Complete step by step answer:

In the above diagram we can see the action of different forces on the disc of radius ‘R’. If the net force on the above disc is ${{F}_{NET}}=ma$ where a is the linear acceleration of the disc and m is the mass of the disc we can write,
$\begin{aligned} & {{F}_{NET}}=2F-f \\\ & ma=2F-f...(1) \\\ \end{aligned}$
In the above figure if we observe the disc will rotate about its center due to the action of torque due to the tangential force and that of the frictional force. If the moment of inertia of the disc is I and the angular acceleration is $\alpha$, than the torque $\tau$ is given by,
$\tau =I\alpha$
By definition of torque it is defined as the tangential force times the perpendicular distance from the center.

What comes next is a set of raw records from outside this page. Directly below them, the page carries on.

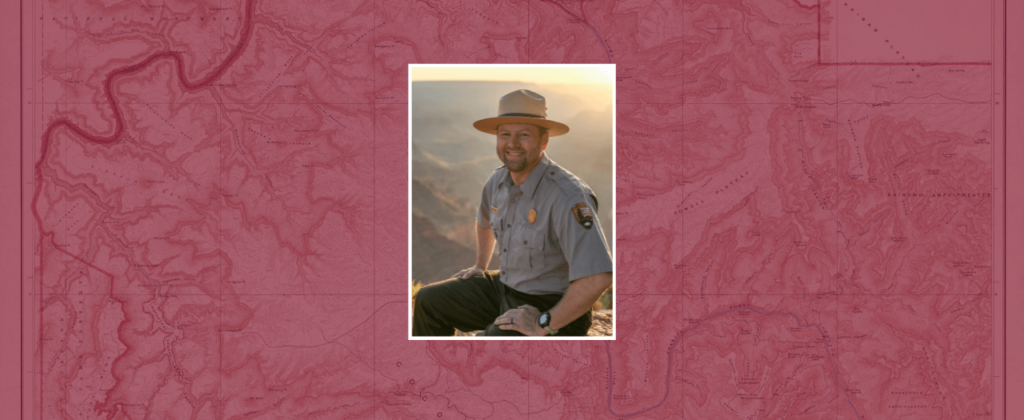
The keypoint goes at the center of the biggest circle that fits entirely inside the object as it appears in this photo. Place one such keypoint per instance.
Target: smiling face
(520, 147)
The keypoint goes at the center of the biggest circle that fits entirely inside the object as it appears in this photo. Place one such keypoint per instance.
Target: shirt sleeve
(585, 250)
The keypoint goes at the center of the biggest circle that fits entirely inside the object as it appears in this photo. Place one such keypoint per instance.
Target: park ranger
(554, 257)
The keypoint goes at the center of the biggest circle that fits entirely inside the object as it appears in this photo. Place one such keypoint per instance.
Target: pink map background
(215, 292)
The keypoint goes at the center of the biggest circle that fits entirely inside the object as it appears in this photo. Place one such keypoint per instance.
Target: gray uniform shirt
(543, 252)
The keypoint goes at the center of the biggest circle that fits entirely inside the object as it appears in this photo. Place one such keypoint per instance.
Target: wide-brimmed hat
(521, 107)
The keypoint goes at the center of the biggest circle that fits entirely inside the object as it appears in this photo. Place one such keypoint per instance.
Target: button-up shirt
(543, 244)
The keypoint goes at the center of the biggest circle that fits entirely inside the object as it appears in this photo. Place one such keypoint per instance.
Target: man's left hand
(523, 319)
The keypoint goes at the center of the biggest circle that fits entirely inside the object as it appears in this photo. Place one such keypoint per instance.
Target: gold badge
(584, 215)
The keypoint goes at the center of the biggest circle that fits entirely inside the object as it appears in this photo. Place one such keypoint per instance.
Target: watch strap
(546, 324)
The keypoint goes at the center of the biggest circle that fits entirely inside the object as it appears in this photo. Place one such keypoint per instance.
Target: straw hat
(521, 107)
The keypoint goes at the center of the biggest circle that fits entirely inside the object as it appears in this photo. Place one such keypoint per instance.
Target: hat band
(521, 115)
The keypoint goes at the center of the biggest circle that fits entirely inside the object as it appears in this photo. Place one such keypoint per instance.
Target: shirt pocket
(527, 246)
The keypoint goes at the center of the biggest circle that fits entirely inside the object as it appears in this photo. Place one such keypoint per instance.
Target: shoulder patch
(573, 187)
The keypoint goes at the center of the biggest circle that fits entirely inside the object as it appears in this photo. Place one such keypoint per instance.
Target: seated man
(554, 258)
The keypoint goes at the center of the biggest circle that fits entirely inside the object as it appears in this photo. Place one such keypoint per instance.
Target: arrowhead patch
(584, 215)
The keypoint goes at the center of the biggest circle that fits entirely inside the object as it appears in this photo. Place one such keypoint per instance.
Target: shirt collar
(529, 186)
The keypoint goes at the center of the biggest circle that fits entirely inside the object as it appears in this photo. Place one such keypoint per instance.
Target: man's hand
(523, 320)
(468, 273)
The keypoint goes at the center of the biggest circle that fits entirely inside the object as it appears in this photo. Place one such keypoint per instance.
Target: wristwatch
(546, 324)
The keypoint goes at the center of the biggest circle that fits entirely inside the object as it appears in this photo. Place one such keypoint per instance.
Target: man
(554, 258)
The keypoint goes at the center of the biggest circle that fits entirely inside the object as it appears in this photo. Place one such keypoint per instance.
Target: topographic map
(217, 216)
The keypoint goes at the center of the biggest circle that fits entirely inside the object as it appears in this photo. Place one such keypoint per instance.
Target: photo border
(409, 202)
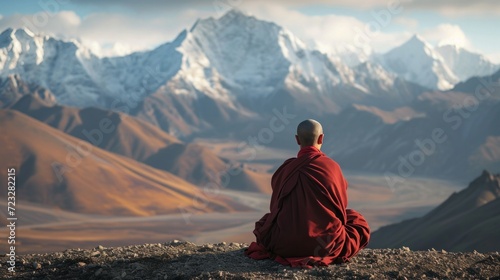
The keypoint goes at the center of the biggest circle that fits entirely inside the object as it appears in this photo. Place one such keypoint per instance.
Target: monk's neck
(308, 150)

Hence from this we can write net torque on the disc as,
$\begin{aligned} & \tau =(F+f)R \\\ & \Rightarrow \dfrac{I\alpha }{R}=(F+f) \\\ & \Rightarrow F=\dfrac{I\alpha }{R}-f...(2) \\\ \end{aligned}$
For a circular disc of uniform mass m, the moment of inertia about the centre of the disc is given by,
$I=\dfrac{M{{R}^{2}}}{2}$. Let us say we consider the case of pure rolling. Then the relation between angular acceleration and linear acceleration is equal to $a=\alpha R$. Substituting this obtained results in equation 2 we get,
$\begin{aligned} & F=\dfrac{I\alpha }{R}-f \\\ & F=\dfrac{(m{{R}^{2}}/2)(a/R)}{R}-f \\\ & \Rightarrow F=\dfrac{m{{R}^{2}}a}{2{{R}^{2}}}-f=\dfrac{ma}{2}-f \\\ & \Rightarrow F+f=\dfrac{ma}{2}...(3) \\\ \end{aligned}$
Solving equation 1 and 3 we get value of F as $\dfrac{ma}{2}$
If we plug this value back in equation 3 we get,
$\begin{aligned} & F+f=\dfrac{ma}{2} \\\ & \Rightarrow \dfrac{ma}{2}+f=\dfrac{ma}{2} \\\ & \therefore f=0 \\\ \end{aligned}$
And since f=nF we can say that the value of n is also zero.

So, the correct answer is “Option A”.

Note:
It is to be noted that the value of F is non zero. Therefore we could say that the value of n is zero. In the above solution we have considered the disc to be in pure rolling condition. Hence the above conditions hold valid only in case of pure rolling.